Decision & Reasons Issued:
On the 25 July 2024

Before

UPPER TRIBUNAL JUDGE KEBEDE

Between

MQM
(Anonymity Order made)
Appellant
and

SECRETARY OF STATE FOR THE HOME DEPARTMENT
Respondent

Representation:
For the Appellant: Ms G Patel, instructed by Broudie Jackson Canter Solicitors
For the Respondent: Ms Z Young, Senior Home Office Presenting Officer

Heard at Manchester Civil Justice Centre on 19 July 2024


DECISION AND REASONS

1. The appellant appeals, with permission, against the decision of the First-tier Tribunal which dismissed his appeal against the respondent’s decision to refuse his asylum and human rights claim.

2. The appellant was born on 20 April 1992 and is a national of Iraq of Kurdish ethnicity, from Dukan, Suleymaniyah. He arrived in the UK on 25 April 2020, having travelled through Turkey and Italy and then by boat from France. He was encountered on arrival and served with illegal entry papers and he claimed asylum on 26 April 2020. His claim was refused on 23 April 2021. He appealed against that decision.

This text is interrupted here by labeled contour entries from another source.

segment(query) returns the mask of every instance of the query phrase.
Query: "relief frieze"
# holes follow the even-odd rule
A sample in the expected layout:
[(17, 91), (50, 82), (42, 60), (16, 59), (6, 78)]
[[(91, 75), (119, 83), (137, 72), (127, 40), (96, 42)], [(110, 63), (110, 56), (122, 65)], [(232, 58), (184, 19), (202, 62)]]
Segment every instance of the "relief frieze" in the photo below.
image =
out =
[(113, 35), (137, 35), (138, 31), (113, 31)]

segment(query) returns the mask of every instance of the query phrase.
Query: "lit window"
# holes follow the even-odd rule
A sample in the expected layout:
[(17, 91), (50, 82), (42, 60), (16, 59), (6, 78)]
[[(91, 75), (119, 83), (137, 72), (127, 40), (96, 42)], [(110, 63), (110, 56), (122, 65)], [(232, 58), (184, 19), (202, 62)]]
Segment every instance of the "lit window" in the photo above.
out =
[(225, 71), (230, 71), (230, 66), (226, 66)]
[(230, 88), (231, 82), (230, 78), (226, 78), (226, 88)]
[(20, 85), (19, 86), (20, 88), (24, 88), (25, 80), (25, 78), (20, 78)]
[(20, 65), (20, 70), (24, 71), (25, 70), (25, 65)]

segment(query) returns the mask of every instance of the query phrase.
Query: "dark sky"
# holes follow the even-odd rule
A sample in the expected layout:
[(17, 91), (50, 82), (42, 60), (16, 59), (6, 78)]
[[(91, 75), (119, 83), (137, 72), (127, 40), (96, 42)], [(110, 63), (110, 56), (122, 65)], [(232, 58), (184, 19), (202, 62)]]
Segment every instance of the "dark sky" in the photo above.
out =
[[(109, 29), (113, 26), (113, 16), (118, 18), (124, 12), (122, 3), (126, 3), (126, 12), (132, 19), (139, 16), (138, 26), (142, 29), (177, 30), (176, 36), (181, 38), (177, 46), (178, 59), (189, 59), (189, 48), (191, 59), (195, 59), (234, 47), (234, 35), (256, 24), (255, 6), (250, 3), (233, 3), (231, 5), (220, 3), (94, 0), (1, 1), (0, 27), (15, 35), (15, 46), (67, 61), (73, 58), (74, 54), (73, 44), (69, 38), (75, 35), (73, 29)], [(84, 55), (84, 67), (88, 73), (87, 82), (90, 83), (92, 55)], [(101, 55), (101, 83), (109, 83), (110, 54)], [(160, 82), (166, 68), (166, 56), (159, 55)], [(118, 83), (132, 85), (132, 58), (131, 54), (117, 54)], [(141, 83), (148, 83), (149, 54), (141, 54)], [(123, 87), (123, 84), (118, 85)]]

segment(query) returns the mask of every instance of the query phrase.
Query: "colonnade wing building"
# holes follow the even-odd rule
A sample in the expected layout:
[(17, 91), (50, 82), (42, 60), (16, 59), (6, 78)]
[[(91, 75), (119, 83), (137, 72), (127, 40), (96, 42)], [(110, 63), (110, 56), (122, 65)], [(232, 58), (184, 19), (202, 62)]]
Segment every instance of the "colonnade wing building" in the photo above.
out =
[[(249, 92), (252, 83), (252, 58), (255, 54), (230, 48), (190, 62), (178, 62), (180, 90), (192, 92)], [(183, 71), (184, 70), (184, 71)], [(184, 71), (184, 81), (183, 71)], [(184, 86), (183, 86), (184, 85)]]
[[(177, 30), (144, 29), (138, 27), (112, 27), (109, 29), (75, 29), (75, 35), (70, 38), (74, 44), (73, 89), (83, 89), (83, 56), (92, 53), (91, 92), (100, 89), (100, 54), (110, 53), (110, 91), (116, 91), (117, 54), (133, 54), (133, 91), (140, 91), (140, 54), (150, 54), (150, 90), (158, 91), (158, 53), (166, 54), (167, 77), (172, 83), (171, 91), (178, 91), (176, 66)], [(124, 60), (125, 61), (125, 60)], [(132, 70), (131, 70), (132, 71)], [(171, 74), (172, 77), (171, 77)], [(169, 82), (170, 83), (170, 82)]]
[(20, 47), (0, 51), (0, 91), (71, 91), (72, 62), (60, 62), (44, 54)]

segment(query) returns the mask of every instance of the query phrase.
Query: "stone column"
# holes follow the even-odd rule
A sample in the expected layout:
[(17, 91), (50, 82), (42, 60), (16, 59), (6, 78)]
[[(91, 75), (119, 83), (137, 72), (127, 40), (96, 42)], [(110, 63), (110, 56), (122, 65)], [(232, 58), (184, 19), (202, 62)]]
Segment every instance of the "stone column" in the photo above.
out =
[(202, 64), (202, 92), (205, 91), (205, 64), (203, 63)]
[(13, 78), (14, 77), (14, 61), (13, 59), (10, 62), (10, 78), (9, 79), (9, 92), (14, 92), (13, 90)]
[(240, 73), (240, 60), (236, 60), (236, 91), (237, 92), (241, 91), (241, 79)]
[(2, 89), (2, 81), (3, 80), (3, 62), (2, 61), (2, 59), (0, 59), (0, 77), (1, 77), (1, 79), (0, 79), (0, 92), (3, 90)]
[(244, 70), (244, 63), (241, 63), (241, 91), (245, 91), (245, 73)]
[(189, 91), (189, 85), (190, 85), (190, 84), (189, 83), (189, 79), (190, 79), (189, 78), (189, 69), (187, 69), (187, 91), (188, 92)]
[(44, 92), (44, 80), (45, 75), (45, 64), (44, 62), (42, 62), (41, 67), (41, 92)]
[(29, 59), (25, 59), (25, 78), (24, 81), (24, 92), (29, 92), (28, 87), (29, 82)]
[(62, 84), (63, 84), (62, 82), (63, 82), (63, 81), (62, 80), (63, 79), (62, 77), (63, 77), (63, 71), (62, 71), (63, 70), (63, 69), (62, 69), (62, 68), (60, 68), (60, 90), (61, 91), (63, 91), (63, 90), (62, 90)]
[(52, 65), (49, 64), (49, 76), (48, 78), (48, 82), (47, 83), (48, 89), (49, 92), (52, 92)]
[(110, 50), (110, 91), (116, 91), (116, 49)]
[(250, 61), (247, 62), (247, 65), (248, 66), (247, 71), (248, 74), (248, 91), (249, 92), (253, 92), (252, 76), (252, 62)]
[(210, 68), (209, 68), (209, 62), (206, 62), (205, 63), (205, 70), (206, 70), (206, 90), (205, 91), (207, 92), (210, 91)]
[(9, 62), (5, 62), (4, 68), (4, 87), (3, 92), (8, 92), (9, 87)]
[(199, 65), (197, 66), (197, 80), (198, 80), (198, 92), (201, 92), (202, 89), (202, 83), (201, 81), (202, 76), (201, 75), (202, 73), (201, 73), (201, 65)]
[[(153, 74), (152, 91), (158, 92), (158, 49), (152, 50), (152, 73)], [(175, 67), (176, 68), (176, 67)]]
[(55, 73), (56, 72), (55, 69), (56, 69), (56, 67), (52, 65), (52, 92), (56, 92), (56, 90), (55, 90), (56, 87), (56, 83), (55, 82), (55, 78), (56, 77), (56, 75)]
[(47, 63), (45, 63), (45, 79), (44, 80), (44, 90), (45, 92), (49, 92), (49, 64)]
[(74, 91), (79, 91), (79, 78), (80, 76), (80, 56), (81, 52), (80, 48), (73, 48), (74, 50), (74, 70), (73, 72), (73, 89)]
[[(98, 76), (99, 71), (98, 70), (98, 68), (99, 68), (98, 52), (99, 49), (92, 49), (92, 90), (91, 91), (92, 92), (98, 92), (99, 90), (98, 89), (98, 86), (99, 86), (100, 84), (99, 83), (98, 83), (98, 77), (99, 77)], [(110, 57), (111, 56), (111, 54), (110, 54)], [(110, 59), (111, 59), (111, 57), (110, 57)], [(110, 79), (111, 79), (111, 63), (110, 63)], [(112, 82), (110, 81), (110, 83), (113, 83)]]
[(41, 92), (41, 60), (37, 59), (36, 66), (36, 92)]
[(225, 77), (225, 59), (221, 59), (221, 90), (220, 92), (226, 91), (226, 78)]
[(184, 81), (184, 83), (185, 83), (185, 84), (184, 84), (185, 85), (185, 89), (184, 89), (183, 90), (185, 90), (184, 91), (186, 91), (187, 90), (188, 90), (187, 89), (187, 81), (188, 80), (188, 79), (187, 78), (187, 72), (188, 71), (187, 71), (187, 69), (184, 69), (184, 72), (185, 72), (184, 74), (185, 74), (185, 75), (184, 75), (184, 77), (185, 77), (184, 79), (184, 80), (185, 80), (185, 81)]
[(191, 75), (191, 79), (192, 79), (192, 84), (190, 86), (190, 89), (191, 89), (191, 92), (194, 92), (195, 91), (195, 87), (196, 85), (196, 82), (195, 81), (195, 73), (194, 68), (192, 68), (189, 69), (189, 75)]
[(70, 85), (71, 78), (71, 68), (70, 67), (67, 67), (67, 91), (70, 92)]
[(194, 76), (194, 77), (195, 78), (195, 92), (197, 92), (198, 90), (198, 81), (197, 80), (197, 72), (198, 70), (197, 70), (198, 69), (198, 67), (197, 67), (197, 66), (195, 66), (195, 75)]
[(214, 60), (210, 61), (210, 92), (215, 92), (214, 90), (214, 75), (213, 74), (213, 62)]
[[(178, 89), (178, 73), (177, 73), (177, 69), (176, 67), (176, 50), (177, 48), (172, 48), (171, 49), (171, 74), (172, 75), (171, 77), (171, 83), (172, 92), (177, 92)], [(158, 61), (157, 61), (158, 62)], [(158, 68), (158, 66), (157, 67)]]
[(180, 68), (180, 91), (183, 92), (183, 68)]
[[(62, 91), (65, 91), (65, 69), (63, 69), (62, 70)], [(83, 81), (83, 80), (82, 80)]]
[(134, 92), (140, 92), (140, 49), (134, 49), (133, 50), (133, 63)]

3. The appellant’s claim was made on the basis of problems arising from his relationship with his girlfriend S whom he had met in March 2019 at a wedding party which he was attending as the photographer. S came to his shop to collect the wedding photographs and they kept in touch through visits and on the telephone, although they kept their relationship secret. The appellant claimed that he and S discussed marriage but she said that her family wanted her to marry her cousin. The appellant said that he told his father that he wanted to marry S but his father said that they were not suitable because her family had enemies. He went to her family himself and made the proposal but S’s family refused. The appellant claimed that he continued to stay in touch with S by telephone through a friend and he advised her to go to an anti-violence women’s refuge for protection and inform her family that she did not want to marry her cousin. He claimed that whilst she was in the refuge her family tried to convince her to come home and her brothers came to his shop and made threats to him and damaged his shop. They then both escaped to Erbil and left Iraq together on 10 December 2019. The appellant said that he left behind his passport and CSID. He claimed that they travelled to Turkey with an agent in February 2020 but were then separated from each other by the agent and he had not seen S since then. The appellant claimed that his father had disowned him and his mother told him not to contact her again. He stated that he feared S’s family and his own family.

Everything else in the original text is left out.